The old guys have always said pride is the worst of the vices. It's because it works in that inner part of us that no one sees and is hardest to control, and yet plays out in every other area- making our greed into a hunger for power, our promiscuity, a way to conquer, our self-deprecation, an obsession with our worth that turns into a navel gazing neglect of others. The old guys are right about a lot of things... things the new guys with their Barnes and Noble bookshelves don't always see as clearly, being too up close and satiated with the present.
Jack Lewis isn't that old in terms of the history of writing and thought on these matters. But he is at least dead which makes me a little more apt to listen to him. Ah, the wisdom of a dead sage, whose remnants are only left to us in print and scrawls, not podcasts and shiny book deals. If you think you aren't proud, Jack says, then you know you are very proud indeed. The first step is admitting that it's there, and a biggish step too. The other thing about pride is to know that it can take many forms. The man or woman who is quite full of themselves, being preoccupied with their own amazing qualities is as full of pride as the man who is full of self-loathing and disdain, thinking always of his misfortune or mistakes, or the general displeasing nature he possesses. The trick is not to think of yourself at all. And to think of those around you instead. This is a steep litmus test... and because I fail it so miserably is the reason I say that pride scares me. I know it's all through me.
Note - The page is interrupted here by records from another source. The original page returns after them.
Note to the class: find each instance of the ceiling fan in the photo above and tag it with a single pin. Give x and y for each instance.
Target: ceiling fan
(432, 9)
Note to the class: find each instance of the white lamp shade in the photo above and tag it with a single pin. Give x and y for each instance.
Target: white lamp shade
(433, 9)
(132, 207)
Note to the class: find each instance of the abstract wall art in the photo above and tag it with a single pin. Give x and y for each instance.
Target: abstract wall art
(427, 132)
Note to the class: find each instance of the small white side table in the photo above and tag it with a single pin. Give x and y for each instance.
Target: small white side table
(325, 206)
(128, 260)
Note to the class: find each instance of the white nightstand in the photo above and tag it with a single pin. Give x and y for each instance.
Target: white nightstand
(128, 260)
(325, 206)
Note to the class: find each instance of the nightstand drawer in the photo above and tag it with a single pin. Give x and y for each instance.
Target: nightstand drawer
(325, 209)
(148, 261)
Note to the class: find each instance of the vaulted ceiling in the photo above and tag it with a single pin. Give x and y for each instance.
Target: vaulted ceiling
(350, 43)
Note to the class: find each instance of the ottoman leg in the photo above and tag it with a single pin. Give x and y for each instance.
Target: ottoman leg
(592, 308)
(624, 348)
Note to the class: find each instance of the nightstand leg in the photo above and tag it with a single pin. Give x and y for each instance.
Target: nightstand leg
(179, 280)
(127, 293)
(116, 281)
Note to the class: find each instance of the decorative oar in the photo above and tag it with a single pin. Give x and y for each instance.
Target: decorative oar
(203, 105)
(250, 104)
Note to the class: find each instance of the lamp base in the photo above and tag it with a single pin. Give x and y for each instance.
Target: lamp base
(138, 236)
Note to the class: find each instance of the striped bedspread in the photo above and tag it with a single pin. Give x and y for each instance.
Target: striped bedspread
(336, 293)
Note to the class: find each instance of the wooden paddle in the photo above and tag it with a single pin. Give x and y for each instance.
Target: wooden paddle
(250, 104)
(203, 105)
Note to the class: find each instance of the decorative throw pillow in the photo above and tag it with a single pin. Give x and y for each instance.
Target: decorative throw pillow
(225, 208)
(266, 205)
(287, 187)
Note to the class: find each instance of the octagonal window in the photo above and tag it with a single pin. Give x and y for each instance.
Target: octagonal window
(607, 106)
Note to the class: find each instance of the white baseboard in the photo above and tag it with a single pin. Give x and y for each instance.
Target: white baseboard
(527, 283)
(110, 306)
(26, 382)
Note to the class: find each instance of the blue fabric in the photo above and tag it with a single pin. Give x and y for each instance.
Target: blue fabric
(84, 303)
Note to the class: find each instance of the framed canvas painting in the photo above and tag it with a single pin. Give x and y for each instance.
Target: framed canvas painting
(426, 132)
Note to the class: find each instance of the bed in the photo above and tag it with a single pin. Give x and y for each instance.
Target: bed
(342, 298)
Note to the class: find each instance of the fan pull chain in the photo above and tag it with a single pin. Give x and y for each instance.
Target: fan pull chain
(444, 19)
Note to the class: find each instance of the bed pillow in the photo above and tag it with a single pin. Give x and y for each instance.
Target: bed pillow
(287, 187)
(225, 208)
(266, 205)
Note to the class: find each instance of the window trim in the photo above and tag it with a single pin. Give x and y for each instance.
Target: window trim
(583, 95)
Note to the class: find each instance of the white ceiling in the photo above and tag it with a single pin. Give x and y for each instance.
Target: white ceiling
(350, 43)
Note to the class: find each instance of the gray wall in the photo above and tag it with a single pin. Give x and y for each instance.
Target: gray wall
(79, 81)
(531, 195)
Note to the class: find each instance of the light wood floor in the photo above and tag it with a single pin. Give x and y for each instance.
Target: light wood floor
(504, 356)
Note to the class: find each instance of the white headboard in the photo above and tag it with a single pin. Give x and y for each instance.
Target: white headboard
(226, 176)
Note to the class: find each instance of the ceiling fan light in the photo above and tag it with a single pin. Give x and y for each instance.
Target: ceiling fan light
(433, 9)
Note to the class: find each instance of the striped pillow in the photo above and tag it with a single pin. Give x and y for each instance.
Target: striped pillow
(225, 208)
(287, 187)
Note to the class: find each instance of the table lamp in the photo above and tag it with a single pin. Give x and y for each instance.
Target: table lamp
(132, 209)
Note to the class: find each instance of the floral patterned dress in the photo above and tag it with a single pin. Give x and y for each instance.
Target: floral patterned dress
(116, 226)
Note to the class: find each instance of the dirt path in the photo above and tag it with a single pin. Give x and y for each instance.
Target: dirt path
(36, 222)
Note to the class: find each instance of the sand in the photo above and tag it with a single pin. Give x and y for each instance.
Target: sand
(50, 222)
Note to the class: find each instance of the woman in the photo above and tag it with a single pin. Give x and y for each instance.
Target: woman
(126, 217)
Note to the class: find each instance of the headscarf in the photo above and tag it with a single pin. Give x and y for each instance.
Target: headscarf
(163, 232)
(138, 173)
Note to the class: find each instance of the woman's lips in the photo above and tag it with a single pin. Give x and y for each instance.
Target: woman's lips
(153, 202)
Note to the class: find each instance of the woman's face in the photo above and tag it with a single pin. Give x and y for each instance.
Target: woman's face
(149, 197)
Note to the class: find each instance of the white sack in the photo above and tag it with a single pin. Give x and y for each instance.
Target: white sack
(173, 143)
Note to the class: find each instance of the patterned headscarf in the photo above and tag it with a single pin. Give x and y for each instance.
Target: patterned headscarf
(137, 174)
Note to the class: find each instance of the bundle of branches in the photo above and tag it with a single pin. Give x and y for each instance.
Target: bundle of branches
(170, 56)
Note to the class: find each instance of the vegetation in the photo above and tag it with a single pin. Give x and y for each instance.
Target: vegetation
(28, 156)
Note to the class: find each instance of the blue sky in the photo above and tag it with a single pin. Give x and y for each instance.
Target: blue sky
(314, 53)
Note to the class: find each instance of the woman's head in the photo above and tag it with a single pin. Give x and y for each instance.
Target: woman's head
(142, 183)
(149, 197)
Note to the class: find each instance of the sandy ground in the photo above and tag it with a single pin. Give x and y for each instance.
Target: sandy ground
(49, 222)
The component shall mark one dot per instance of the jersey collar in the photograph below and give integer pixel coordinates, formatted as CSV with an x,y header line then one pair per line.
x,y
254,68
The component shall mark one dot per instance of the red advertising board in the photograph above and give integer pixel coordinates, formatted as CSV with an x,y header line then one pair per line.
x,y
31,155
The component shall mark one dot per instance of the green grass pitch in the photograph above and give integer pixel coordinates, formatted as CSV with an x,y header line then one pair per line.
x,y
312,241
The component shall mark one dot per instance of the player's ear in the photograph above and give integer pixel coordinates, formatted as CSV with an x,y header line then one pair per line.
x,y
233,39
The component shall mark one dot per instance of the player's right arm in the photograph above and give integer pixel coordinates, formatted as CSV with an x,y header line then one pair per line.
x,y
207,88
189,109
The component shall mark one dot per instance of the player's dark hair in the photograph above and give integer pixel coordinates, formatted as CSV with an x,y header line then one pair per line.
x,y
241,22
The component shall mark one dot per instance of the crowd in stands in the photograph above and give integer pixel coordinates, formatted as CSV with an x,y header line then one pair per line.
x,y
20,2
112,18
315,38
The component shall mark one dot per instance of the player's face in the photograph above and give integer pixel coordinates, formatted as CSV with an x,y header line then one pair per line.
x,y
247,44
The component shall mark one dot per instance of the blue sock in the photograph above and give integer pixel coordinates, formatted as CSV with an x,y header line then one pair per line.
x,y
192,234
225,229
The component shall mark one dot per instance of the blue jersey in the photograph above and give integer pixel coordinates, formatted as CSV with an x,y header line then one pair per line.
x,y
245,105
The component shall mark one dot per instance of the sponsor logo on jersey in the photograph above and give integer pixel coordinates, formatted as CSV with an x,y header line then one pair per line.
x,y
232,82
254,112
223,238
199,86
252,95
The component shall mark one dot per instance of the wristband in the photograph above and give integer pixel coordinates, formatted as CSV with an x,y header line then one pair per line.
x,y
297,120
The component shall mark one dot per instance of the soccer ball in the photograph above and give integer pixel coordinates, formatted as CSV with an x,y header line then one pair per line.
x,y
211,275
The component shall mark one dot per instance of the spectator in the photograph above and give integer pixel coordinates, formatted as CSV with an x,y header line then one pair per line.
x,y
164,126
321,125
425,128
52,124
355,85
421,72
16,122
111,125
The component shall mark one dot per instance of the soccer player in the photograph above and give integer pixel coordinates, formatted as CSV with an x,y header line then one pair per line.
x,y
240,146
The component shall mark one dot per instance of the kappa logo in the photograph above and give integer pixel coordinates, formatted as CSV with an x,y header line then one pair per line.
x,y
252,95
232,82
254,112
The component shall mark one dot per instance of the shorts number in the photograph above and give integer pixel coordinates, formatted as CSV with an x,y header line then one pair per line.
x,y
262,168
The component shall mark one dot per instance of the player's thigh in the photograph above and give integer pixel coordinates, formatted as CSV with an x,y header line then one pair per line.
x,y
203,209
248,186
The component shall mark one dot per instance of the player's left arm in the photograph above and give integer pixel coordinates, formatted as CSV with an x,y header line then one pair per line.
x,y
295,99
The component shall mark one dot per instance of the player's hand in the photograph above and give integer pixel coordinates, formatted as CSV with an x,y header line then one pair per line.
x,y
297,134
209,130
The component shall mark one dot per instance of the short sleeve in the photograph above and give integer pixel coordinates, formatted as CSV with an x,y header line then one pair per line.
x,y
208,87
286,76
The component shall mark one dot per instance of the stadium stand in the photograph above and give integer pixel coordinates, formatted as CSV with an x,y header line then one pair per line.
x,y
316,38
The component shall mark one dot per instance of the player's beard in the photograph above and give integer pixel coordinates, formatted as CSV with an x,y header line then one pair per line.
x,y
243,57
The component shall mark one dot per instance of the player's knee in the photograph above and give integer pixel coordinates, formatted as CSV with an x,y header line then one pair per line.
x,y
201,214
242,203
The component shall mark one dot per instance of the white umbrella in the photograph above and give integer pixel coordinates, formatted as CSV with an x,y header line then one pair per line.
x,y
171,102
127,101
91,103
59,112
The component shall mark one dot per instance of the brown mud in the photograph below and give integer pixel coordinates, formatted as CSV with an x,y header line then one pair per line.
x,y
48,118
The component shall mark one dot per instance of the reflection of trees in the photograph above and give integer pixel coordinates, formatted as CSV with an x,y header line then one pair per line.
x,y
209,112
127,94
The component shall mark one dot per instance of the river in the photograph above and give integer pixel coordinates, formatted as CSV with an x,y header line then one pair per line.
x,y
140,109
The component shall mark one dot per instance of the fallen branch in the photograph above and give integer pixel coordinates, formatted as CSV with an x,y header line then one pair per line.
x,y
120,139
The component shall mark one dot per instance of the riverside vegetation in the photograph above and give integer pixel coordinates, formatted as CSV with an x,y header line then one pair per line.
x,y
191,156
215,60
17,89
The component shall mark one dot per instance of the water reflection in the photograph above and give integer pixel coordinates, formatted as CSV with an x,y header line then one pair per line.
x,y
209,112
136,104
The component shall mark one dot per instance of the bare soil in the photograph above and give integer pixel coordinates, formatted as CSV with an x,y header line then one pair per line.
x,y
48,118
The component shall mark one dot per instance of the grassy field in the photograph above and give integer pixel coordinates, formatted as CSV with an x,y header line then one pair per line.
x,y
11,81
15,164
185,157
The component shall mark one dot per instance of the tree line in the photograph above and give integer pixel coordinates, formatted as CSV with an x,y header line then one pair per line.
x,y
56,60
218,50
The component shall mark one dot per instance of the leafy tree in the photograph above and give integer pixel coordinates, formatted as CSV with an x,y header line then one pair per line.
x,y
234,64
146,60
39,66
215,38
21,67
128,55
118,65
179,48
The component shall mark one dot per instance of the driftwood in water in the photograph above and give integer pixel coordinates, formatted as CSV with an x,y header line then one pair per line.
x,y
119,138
It's hard not to think of everything in relation to mothering these days. You understand don't you? It's just that I'm thick with the work of it, though I'm not sick with the work of it, and that is a thing of grace and beauty that doesn't seem quite normal or natural at this point. But I'm thankful.
The pride, it works its way through everything I do as a mother. It nags at me when I am grumpy and tired and show my impatience with harsh tones and misguided consequences. It makes me lament what I've become and hang a long face because of all my mothering shortcomings. It comes soaring in when things are going well. When we pull off a lemonade stand for instance, or have a fun day with creative ideas. It parades around with it's plumes held high making me think I'm such a grand ole thing, mother-of-the-year and I hope they all noticed kind of thing. It's ugly to admit, even here. But I know I'm not the only one... it appears to be a crisis with humanity. And yet, just because we all deal with it doesn't really make me feel any better. It's still ugly and bitter to the core and I want to be rid of it.
I'm looking out at fog and it muffles my brain, makes me think in cliches, and I'll throw one down now. The way to cut through all this pride-heavy air, this thick-with-self thinking is to look for the Lamp. I can see it even now, it's brightness cutting sharp against droplets that threaten to mask it. But the Lamp Light is strong and I turn there for the Way. Barnes and Noble says to know and love yourself first, and there you'll find happiness. But the Lamp shows me different. It says pride cuts me deep, and wounds me and then others. The Lamp guides me narrow and straight, a path not easy to take- but it's clean and it's true, not things easy to come by these days. It says to forget about yourself, to love God and love neighbors. And who are your neighbors? Anyone but yourself really.
Somehow I trust the Lamp Love, the words that promise if you love others first, you'll become more lovely than you ever imagined. But the first step is admitting.
"Hi my name is C and I am a pride-aholic" Welcome C. Now forget about it and go show some love.